British far right organisation

The Nordic League (NL) was a far-right organisation in the United Kingdom from 1935 to 1939 that sought to serve as a co-ordinating body for the various extremist movements whilst also seeking to promote Nazism. The League was a private organisation that did not organise any public events.

==Development==
The Nordic League (NL) originated in 1935 when agents of Alfred Rosenberg's Nordische Gesellschaft arrived in Britain to establish a UK version of their movement. The main force behind this new group was Unionist MP Archibald Maule Ramsay who chaired the group's 14-man leadership council. The group's constitution described it as an "association of race conscious Britons" and sought to co-ordinate all far-right and fascist movements whilst giving particular emphasis to antisemitism.
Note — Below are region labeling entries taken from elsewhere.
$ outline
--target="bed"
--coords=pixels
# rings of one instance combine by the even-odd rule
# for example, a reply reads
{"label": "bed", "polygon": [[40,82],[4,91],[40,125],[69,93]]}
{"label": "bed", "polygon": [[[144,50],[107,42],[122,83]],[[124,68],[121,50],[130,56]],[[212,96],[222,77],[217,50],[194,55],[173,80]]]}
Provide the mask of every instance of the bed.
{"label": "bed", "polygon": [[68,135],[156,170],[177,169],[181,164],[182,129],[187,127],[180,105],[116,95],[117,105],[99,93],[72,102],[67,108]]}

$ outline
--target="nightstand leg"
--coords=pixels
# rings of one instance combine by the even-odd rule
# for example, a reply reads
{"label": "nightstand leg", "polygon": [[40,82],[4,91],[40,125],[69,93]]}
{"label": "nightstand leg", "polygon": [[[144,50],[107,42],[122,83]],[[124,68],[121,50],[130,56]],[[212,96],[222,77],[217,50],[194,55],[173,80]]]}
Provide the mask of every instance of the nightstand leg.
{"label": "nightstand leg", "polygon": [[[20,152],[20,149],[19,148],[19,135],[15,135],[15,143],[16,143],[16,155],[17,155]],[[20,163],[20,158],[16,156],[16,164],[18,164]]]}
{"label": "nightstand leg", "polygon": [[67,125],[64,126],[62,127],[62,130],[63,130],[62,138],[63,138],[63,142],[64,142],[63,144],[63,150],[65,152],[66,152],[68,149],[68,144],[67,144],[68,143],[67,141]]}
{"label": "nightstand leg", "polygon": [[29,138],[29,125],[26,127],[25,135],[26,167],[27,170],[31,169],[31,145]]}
The League sought to unite leading figures from across the far right, as demonstrated in April 1939 when a meeting addressed by Ramsay was chaired by a member of the British Union of Fascists who was supported by former British Fascists president R. B. D. Blakeney and Imperial Fascist League member E. H. Cole. Other leading members included J. F. C. Fuller, the United Empire Fascist Party leader and Nazi agent Serocold Skeels, Henry Hamilton Beamish, Arnold Leese and P. J. Ridout. The latter was credited with helping to popularise the NL's slogan "Perish Judah", which was frequently rendered "P.J." in public.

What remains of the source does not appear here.